C’est un outil qui a été très utile pour l’étude des contributions génétiques aux maladies. Grâce à des méthodes de comparaison entre génomes, les généticiens ont identifié de nombreuses variations génétiques prédisposant à certaines affections. Ce travail a porté ses fruits particulièrement dans le cas des maladies dites monogéniques, c’est-à-dire qui ne sont causées par la mutation que d’un seul gène. Mais jusqu’à présent, il s’est révélé un peu plus décevant en ce qui concerne les maladies plus complexes dans lesquelles plusieurs gènes sont impliqués (diabète, obésité, Alzheimer…). Il existe des explications à cela. Plus il existe de gènes impliqués, plus les études nécessitent de malades afin de localiser les mutations éventuelles, il faut des cohortes de patients bien organisées, etc. C’est un travail difficile. Dans les conférences spécialisées, on sent que l’optimisme des débuts s’est un peu refroidi. Les progrès ne sont pas venus aussi vite que l’on espérait. Mais ils viendront, même s’il n’est pas facile de savoir quand.

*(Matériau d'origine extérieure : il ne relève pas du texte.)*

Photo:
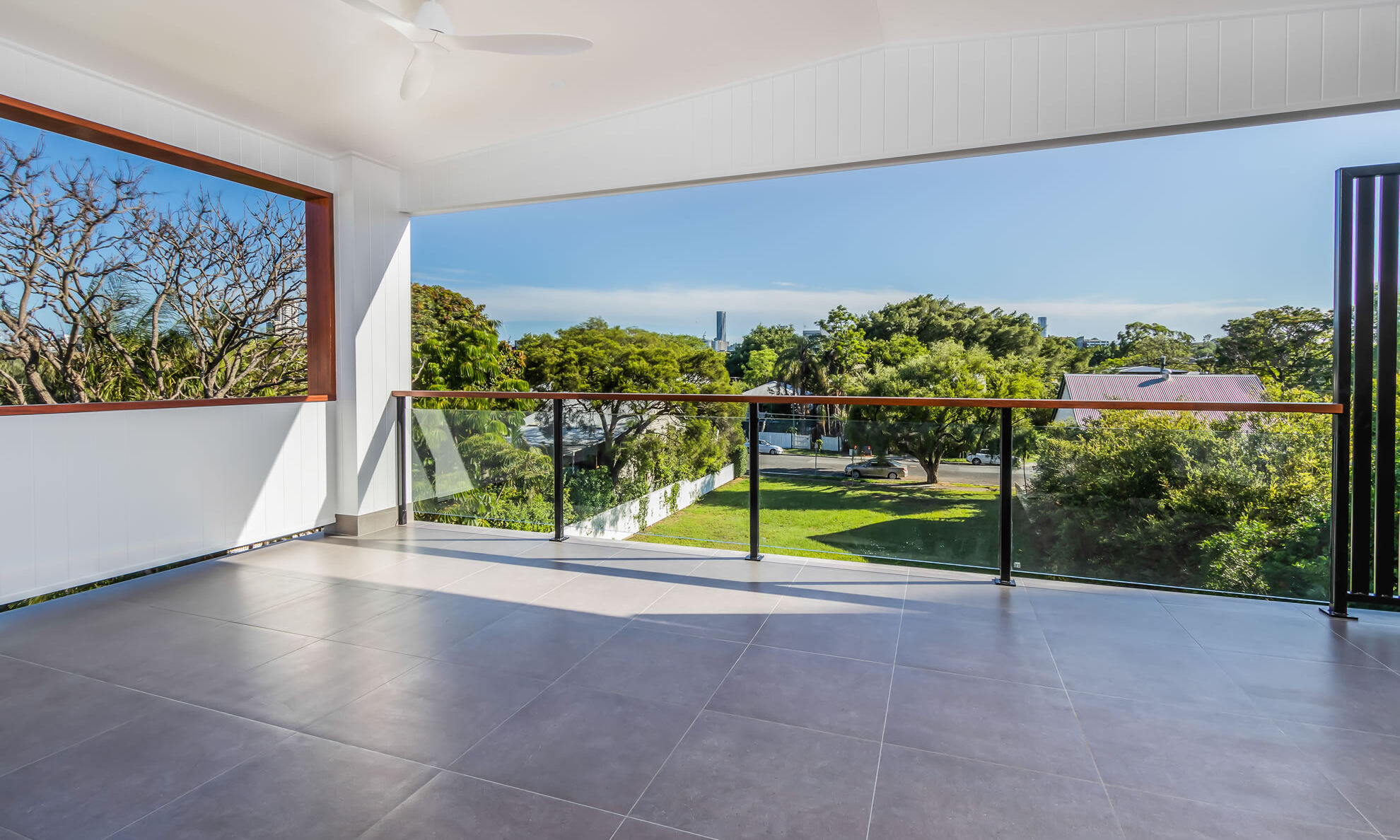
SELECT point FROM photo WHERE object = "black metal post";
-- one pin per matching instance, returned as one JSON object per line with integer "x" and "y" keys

Et, du point de vue de la recherche fondamentale, le déchiffrage du code représente-t-il une révolution scientifique?

Non. Il représente un outil très puissant qui a permis à la biologie d’avancer à pas de géant, mais il n’a rien révélé de fondamental que l’on ne sache déjà. Que l’homme ne possède pas tant de gènes que cela (environ 25 000, autant que la souris) n’est en soi pas révolutionnaire. Certes, les biologistes ont découvert de nouvelles fonctions pour de petits brins d’ARN. Vingt ans en arrière, pour les chercheurs, l’ARN servait de messager entre l’ADN et la synthèse des protéines. Aujourd’hui, on s’aperçoit que la moitié de l’ARN sert à autre chose. Une partie de ces molécules est impliquée dans la régulation des gènes, mais la majorité d’entre elles possède une fonction encore inconnue. Mais cette découverte a été réalisée grâce au génome du nématode Caenorhabditis elegans et non celui de l’homme.

Reste-t-il encore beaucoup à découvrir en génétique?

Bien sûr. Depuis la fin des années 1990, les biologistes ont compris beaucoup de choses. Mais bien d’autres leur échappent toujours. Un exemple parmi tant d’autres: comment les gènes s’y prennent-ils pour donner une forme aux organismes? La morphogenèse demeure toujours un grand mystère.